O livro é fruto de trabalho realizado nos últimos anos pelo Departamento de Administração e Planejamento em Saúde (Daps/ENSP), que desenvolve um conjunto de iniciativas voltadas para a avaliação e reordenamento da oferta de ensino lato e stricto sensu. 
 
Aulas sobre política, planejamento e avaliação em saúde
 
Ainda durante o evento, foi realizada uma mesa redonda com autores de cinco vídeo-aulas sobre política, planejamento e avaliação em saúde, organizadas pelas pesquisadoras do Departamento de Avaliação e Planejamento em Saúde (Daps/ENSP) Vera Pepe e Claudia Brito. “Essas vídeo-aulas são um projeto coletivo do Daps elaborado durante a gestão de Maria de Fátima Lobato. As vídeo-aulas são ministradas por pesquisadores que atuaram no campo da saúde pública. A ideia é não perder o conhecimento dessas pessoas, que foram tão importantes para o Departamento”, explicou Vera. 
 
 
Na vídeo-aula A investigação em Serviços de Saúde, participantes do encontro mergulharam em um histórico da apuração do cuidado em saúde, que é a base da prestação de serviço de saúde. “Minha aula se refere à construção de um conhecimento voltado para um conjunto de políticas e práticas, que, hoje em dia, estão fora do interesse de quem toma a decisão nesse país. Ela traz uma importante discussão diante desse atual momento que estamos vivenciando, predominado por políticas neoliberais voltadas para a auto desregulamentação”, reforçou a autora da vídeo-aula Claudia Travassos. 
 
As fases de formulação das Políticas Públicas Sociais, de Silvia Gershman, aborda a importância das políticas sociais e alerta para o risco de se perder todos os avanços obtidos na área ao longo da história. “Os direitos civis e sociais são um patrimônio da sociedade. Hoje estamos perante uma ameaça de corte desses direitos. Políticas sociais já estão sendo impedidas. Temos presenciado, por exemplo, o retorno de surtos de doenças, que antes haviam sido eliminadas, pois há uma ampliação da pobreza, na medida em que há a restrição de direitos.
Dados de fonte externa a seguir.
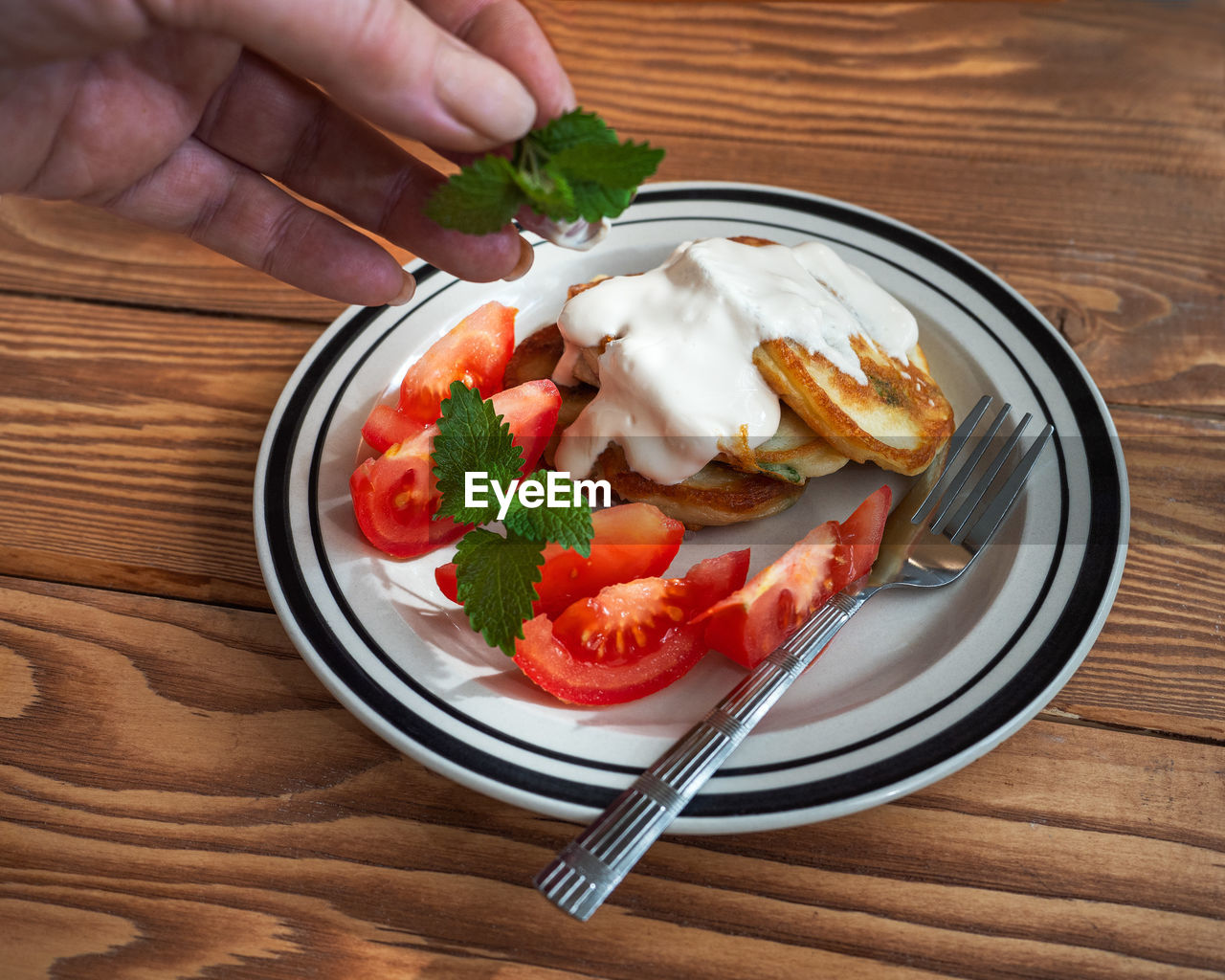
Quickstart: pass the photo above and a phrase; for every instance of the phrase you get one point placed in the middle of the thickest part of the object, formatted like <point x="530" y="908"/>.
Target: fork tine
<point x="956" y="442"/>
<point x="958" y="522"/>
<point x="957" y="480"/>
<point x="992" y="517"/>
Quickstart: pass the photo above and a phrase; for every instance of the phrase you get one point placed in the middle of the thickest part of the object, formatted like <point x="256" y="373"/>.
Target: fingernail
<point x="406" y="292"/>
<point x="481" y="95"/>
<point x="527" y="255"/>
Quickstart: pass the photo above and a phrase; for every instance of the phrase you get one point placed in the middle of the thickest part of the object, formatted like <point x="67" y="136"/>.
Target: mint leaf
<point x="472" y="438"/>
<point x="593" y="202"/>
<point x="479" y="200"/>
<point x="572" y="168"/>
<point x="572" y="129"/>
<point x="568" y="525"/>
<point x="546" y="192"/>
<point x="495" y="580"/>
<point x="624" y="166"/>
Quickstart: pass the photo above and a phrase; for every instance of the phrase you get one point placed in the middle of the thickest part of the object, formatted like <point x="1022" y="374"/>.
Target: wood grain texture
<point x="195" y="800"/>
<point x="163" y="421"/>
<point x="182" y="797"/>
<point x="127" y="445"/>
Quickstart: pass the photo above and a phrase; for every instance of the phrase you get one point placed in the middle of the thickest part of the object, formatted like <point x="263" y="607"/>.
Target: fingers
<point x="384" y="59"/>
<point x="507" y="32"/>
<point x="234" y="211"/>
<point x="283" y="127"/>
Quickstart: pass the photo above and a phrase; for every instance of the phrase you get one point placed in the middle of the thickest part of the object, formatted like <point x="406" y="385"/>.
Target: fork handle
<point x="594" y="862"/>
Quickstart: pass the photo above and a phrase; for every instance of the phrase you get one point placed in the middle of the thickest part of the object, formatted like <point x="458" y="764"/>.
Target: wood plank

E, de fato, a única solução para retrair o avanço da pobreza seria ampliar as políticas de caráter social, que protejam todos os que não possuem condições diante da atual crise”, defendeu Silvia.
 
 
Autora da vídeo-aula Implementação e análise das Políticas Públicas, Maria Eliana Labra destacou que as aulas apresentadas representam o resgate de toda uma história. “Cheguei aqui em 1976. Nós formamos um time muito bom no Daps. Desde então, fomos crescendo juntos. Esses vídeos são fruto de muitos anos de trabalho”, disse.